We are developing a metric store and it will contain two type of metrics.
- Simple metrics
- Formula metrics
Simple metric are aggregations, such as sums and averages etc. using semantic layer, we are facing challenges when scaling for more complex formula metrics.
Formula metrics are metrics that are expressions built on top of other metrics which will be evaluated to form a metrics and a user will feed the formula in the formula builder.

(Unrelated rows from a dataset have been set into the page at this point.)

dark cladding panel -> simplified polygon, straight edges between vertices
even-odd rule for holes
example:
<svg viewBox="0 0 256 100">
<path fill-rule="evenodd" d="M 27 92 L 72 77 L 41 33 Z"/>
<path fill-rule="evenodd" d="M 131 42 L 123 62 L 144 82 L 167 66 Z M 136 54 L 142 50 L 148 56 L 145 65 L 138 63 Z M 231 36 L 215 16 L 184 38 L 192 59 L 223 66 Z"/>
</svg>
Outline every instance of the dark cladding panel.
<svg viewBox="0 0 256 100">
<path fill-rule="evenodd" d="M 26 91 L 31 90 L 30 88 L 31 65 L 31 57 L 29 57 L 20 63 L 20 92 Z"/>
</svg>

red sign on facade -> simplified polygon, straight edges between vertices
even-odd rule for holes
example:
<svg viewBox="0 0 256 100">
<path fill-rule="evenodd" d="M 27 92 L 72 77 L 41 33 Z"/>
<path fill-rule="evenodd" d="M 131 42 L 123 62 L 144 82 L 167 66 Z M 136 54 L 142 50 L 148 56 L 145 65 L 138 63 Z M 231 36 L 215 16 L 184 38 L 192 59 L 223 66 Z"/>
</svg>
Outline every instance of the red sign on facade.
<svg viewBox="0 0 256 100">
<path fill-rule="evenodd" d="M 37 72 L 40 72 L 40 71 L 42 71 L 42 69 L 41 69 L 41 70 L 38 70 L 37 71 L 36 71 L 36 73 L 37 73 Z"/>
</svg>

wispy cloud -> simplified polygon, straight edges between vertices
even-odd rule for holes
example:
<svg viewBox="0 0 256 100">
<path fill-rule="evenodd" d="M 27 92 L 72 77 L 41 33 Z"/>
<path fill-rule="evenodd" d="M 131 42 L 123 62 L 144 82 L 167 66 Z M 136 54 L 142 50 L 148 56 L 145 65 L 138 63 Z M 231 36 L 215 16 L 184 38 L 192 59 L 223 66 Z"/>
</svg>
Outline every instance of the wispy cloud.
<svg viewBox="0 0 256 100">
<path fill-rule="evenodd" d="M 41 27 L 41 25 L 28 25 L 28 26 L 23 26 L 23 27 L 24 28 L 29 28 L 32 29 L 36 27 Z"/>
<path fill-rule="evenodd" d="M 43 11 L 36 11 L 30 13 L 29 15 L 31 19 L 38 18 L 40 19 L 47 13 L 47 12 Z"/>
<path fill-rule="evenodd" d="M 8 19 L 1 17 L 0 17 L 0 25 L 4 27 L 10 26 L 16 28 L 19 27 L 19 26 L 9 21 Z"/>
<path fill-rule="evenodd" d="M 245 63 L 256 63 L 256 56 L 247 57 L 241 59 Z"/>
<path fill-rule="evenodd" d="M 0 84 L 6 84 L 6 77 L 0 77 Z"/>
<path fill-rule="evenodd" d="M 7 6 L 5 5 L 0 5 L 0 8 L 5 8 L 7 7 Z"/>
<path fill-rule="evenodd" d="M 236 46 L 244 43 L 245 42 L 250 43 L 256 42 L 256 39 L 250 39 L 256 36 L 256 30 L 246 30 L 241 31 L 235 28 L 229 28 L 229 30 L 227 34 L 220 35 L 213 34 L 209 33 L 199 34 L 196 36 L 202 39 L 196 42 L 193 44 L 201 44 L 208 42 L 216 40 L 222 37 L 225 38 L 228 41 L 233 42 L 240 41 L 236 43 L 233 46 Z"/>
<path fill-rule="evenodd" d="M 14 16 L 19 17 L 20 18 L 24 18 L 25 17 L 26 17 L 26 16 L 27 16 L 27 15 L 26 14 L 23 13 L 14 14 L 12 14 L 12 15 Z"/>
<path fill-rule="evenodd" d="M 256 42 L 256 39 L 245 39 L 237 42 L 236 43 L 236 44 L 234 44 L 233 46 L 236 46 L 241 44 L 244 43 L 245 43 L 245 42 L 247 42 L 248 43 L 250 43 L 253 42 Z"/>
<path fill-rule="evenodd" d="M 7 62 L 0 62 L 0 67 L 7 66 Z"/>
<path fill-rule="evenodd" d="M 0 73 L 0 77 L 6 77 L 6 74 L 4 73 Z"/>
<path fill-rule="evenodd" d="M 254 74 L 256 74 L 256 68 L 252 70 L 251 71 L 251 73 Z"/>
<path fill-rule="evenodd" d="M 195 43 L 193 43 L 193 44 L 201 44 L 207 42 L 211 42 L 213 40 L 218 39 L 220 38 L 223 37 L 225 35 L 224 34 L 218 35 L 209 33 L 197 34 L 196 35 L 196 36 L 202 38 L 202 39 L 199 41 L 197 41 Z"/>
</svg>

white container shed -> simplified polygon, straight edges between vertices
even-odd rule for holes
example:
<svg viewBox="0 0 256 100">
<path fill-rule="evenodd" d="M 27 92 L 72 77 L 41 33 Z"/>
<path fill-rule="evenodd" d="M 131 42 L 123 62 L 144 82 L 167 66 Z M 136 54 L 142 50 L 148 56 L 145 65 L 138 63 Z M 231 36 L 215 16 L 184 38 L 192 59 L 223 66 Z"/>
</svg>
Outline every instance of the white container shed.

example of formula metrics
CAC Metric = OFFSET((S&M Expenses – Customer Marketing Expenses), -1)/ New Customers
each metric in the formula will have its own dataset its own time dimension
We did our research and arrive at two approaches
- Compose SQL and apply database UDFs
- Compose Dataframes and apply pandas/spark UDFs
enter image description here
enter image description here
In SQL approach we are facing challenges how to store the existing metrics SQL query against the store Metrics and compose the CTEs dynamically
In Dataframes approach we are facing challenges in how to handle different dataframes with time dimensions and compute result.
We are seeking advice, solutions, or recommendations from other consultants, forums, and consultancies on how to effectively implement and scale formula metrics in our system. Specifically, we are interested in best practices, tools, or strategies that could help overcome the limitations we are experiencing with semantic layer in handling these advanced use cases.